WM 1978 (I) - Buenas noches, Argentina

Bereits am 6. Juli 1966 erteilte die FIFA den Ländern Deutschland (1974), Argentinien (1978) und Spanien (1982) den jeweiligen Zuschlag zur Ausrichtung der Fußball-WM. Acht Tage vor dieser Entscheidung putschte sich das Militär in Argentinien an die Macht und setzte den gewählten Präsidenten Arturo Umberto Illia ab. Diese zeitliche Abfolge fand bislang so gut wie keine öffentliche Beachtung. Doch sie bedeutet, dass zu dem Zeitpunkt, als die WM-Ausrichter der Jahre 1974 bis 1982 festgelegt wurden, in zwei der drei auserwählten Länder eine Militärdiktatur herrschte. Das argentinische Militär hielt sich gut sieben Jahre an der Macht, bevor das Land nicht zuletzt aufgrund heftiger Proteste zur Demokratie zurückkehrte – vorübergehend. 

Der Putsch 1976

Der traditionsreiche argentinische Fußball war nach dem Zweiten Weltkrieg international weitgehend erfolglos geblieben; ihm drohte bei der Heim-WM eine Blamage. In dieser Situation verpflichtete der argentinische Fußballverband 1974 César Luis Menotti, einen linken Intellektuellen mit Hang zur Philosophie, dessen Zigarette nie auszugehen schien. Menotti sollte die argentinische Fußballtradition, den schönen Offensivfußball, wiederbeleben. Dies war ihm zuvor als Vereinstrainer mit dem in Buenos Aires angesiedelten Club Atlético Huracán gelungen, mit dem er 1973 den Titel in der Liga Metropolitano holte. „Es war die reinste Freude, sie spielen zu sehen“, hieß es in der argentinischen Tageszeitung „Clarín“. Und so sollte Argentiniens Fußball der Zukunft aussehen. Dafür hatte Menotti nun vier Jahre Zeit. 
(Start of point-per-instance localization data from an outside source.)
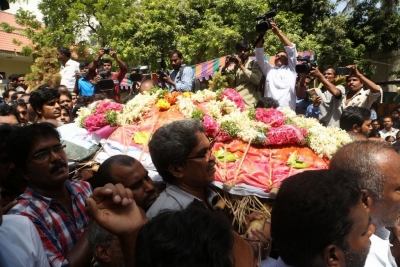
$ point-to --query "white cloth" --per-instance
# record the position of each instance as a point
(379, 253)
(67, 73)
(385, 133)
(20, 244)
(330, 106)
(280, 81)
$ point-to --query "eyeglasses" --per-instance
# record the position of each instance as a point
(256, 246)
(45, 154)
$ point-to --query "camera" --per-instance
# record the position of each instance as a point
(136, 73)
(263, 22)
(161, 73)
(342, 71)
(232, 58)
(307, 64)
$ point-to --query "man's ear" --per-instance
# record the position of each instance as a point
(103, 253)
(331, 255)
(176, 170)
(367, 199)
(356, 128)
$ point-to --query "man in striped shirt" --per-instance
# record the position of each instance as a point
(54, 204)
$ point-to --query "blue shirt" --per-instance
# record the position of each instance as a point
(85, 87)
(184, 82)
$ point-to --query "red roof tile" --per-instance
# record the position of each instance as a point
(6, 41)
(10, 19)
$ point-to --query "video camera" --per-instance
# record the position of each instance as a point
(263, 22)
(137, 76)
(105, 84)
(162, 73)
(307, 64)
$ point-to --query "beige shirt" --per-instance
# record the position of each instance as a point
(246, 83)
(363, 98)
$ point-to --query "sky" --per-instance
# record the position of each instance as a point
(30, 5)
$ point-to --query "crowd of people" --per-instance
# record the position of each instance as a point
(346, 215)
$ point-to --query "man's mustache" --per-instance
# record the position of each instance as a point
(58, 165)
Währenddessen änderten sich wieder einmal die politischen Verhältnisse in Argentinien. Die 1973 wiederhergestellte Demokratie überstand gerade einmal drei Jahre. Weder dem gewählten Präsidenten Juan Perón, er verstarb 1974 während seiner insgesamt dritten Amtszeit, noch seiner Witwe und Nachfolgerin Isabel Perón gelang es, das Land zu einen – sofern sie es denn überhaupt wollten. Streiks, Demonstrationen und Gewaltaktionen von linksorientierten Guerillagruppen waren an der Tagesordnung. Doch vor allem die von Peróns Sozialminister José López Rega gegründete rechtsorientierte Tripla A (Alianza Anticomunista Argentina) sorgte für Angst und Schrecken in der Bevölkerung. Für ihre vielfachen Morde wurde allerdings niemand zur Rechenschaft gezogen. So kam es, wie es in dem lateinamerikanischen Land schon so oft der Fall war: Das Militär putschte. Unter Führung des Generals Jorge Videla übernahm am 24. März 1976 eine Militärjunta die Macht.
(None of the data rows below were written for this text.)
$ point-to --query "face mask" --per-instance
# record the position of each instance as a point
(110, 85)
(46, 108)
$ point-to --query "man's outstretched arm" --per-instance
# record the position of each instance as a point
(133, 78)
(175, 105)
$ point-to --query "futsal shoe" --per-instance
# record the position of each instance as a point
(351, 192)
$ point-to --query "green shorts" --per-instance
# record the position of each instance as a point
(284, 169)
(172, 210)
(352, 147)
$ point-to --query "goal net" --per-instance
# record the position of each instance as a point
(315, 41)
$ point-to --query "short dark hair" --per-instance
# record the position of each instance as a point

Das bedeutete die Aufkündigung des Sozialpakts und damit verbunden die Rückkehr zu einem Wirtschaftsliberalismus, um das Vertrauen des ausländischen Kapitals wiederherzustellen. Flankiert wurde diese Politik u. a. durch die Aufhebung des Streik- und Demonstrationsrechts, das Verbot vieler Gewerkschaften sowie die offizielle Wiedereinführung der Todesstrafe für sogenannte subversive Aktionen. Die Junta ließ hunderte Gefangenlager und Folterzentren errichten sowie zur Vertuschung von Liquidationen Menschen verschwinden. Bereits im März 1977 spricht der argentinische Schriftsteller Rodolfo Walsh von 15.000 verschwundenen Personen. Diese wurde häufig von den staatlichen Sicherheitskräften zunächst entführt, dann gefoltert und schließlich aus dem Flugzeug über dem offenen Meer abgeworfen. 

Der WM-Protest

In der zweiten Jahreshälfte des Jahres 1977 formierte sich in Deutschland der Protest gegen die Fußball-WM in Argentinien. Das heißt, dass sich mitten im „Deutschen Herbst“ Männer und Frauen aus der linken Szene, die in der Öffentlichkeit oftmals pauschal als Sympathisanten des RAF-Terrors betrachtet wurden, erstmals intensiv mit dem Thema Fußball und Politik auseinandersetzten. Getragen wurden die Proteste von bereits bestehenden Lateinamerikagruppen, amnesty International (ai), der Evangelischen Studentengemeinde, den Jusos, aber auch vom Berliner Arbeitersportverein Solidarität und vielen weiteren Initiativen. Die Koordination übernahm die Informationsstelle Lateinamerika (ila) in Bonn. Es wurden Informationen zusammengetragen, Seminare durchgeführt, Broschüren veröffentlicht und u. a. eine Wanderausstellung in 61 Städten gezeigt. Damit sollte vor allem auf die Menschenrechtslage in Argentinien, aber auch auf den Zusammenhang von Fußball und Politik aufmerksam gemacht werden. Aktionen im Zusammenhang mit Bundesligaspielen fanden so gut wie nicht statt. 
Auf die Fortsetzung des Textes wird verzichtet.